When professor Matthew Robinson attended St. Thomas University in the mid-80s, he would go to The Cellar Pub and Grill with his friends after class.
“You’d often spend the rest of the afternoon eating Fatty Fatty Grilled Cheese, drinking really cheap beer and [discussing] your classes — or [getting] into an argument about a book you read,” said Robinson.
Robinson, who now teaches American literature, graduated from STU in 1988. In his day, Edmund Casey Hall was the smoking lounge.
“It was packed in there, everybody sort of came together in that room and that’s where all the real talking happened,” said Robinson.
He said discussions ranged from politics to philosophy depending on the day. A mix of students, teachers and even people from outside the university would take part in the conversation.
“It was a social experience,” said Robinson.
As a student at STU in the early 2000s, Vivien Zelazny remembers hanging out in Sir James Dunn Hall and taking long lunch breaks with friends where she would eat bagels with cream cheese.
Zelazny now teaches at her alma mater as a great books professor and campus minister.

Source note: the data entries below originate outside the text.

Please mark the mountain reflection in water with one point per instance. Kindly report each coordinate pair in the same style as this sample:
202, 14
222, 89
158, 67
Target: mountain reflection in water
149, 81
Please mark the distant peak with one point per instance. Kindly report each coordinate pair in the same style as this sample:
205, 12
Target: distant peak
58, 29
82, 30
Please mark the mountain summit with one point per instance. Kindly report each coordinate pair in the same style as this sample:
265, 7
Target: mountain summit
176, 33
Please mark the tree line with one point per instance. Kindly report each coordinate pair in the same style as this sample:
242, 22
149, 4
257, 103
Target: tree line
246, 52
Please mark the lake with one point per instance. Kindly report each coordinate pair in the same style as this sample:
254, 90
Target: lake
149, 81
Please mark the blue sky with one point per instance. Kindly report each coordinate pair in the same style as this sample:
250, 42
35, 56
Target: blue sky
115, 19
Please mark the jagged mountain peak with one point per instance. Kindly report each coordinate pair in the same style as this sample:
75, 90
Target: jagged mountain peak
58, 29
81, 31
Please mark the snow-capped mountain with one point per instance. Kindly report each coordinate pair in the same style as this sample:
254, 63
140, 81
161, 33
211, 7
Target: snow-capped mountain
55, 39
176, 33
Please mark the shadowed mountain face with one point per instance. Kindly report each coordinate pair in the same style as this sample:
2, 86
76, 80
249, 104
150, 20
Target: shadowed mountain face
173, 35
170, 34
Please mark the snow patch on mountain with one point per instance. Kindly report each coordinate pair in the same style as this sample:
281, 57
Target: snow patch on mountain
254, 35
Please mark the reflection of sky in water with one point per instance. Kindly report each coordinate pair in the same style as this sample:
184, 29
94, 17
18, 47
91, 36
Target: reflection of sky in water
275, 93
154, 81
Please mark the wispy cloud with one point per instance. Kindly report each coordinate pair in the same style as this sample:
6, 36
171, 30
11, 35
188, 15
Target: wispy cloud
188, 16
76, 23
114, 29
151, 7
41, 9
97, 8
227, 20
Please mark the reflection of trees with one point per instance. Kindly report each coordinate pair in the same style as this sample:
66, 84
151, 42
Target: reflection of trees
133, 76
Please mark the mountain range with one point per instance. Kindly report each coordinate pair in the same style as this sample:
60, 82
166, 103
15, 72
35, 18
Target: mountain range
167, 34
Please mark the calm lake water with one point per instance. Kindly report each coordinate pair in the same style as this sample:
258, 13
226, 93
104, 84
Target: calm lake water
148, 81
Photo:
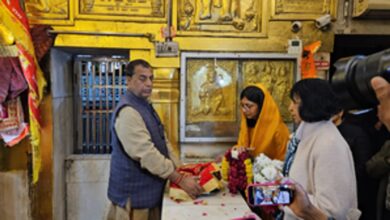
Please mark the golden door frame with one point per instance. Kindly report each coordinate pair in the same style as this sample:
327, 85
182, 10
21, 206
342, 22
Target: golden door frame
210, 84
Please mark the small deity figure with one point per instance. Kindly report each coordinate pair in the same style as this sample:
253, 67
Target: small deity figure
225, 12
252, 73
211, 96
281, 84
266, 76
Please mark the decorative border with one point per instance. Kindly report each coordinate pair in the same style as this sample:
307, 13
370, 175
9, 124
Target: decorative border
233, 56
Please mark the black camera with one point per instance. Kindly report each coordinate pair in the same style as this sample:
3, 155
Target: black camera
351, 79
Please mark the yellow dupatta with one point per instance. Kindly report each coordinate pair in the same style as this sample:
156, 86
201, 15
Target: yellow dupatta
270, 134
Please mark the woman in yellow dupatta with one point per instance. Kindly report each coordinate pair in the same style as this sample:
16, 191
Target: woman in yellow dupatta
262, 128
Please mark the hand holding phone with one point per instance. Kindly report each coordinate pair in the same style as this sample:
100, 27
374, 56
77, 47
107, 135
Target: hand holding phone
269, 194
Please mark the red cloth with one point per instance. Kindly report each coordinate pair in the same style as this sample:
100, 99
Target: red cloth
12, 81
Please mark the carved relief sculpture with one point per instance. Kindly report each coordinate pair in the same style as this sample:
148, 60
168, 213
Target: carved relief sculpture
220, 15
211, 92
87, 5
43, 9
276, 76
304, 9
145, 8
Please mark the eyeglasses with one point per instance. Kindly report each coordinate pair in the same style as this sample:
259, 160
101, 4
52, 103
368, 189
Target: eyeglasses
246, 107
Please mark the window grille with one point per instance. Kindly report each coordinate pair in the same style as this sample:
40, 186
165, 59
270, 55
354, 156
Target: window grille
99, 84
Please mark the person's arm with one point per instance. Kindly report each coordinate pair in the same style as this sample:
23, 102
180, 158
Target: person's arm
302, 207
173, 155
137, 143
333, 176
382, 91
379, 164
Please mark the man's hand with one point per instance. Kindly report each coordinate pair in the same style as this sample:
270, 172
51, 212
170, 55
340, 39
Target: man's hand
382, 90
190, 184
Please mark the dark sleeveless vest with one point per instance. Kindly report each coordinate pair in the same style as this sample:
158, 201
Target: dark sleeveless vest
127, 178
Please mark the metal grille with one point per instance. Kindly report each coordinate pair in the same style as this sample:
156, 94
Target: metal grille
99, 82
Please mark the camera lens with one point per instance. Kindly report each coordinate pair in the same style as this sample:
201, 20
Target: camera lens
351, 80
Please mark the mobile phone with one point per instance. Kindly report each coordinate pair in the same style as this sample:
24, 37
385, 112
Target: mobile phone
269, 195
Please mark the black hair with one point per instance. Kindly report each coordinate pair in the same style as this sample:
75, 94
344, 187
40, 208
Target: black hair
129, 70
318, 101
256, 95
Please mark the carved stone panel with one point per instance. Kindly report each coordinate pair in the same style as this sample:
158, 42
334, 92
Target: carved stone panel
220, 16
302, 9
121, 9
48, 11
210, 86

Growing up being interested in the human condition and reading books, Zelazny said STU seemed like the natural choice.
“I did the Aquinas program my first year … having this close-knit community with other students who are interested in reading books,” said Zelazny.
She graduated from STU with a double honours in great books and English in 2006. Zelazny came back to Fredricton when her husband, Matt Dinan, was offered a full-time teaching position at STU in 2014.
As a professor, she loves the Great Hall — especially the lights, big windows and comfy chairs.
“I enjoy seeing current students just sitting all around me, reading their books or talking to each other,” said Zelazny.
Robinson said the best part of his student experience was the sense of community. He said the campus is small and centralized, which allows students to spend time together in communal spaces like the courtyard.
He said that STU was like a greenhouse and he and his fellow classmates were the young plants with room to grow.
“[We] probably wouldn’t have survived in the real world yet,” said Robinson. “But we had these four years in the greenhouse to be as nerdy as we always hoped we could be.”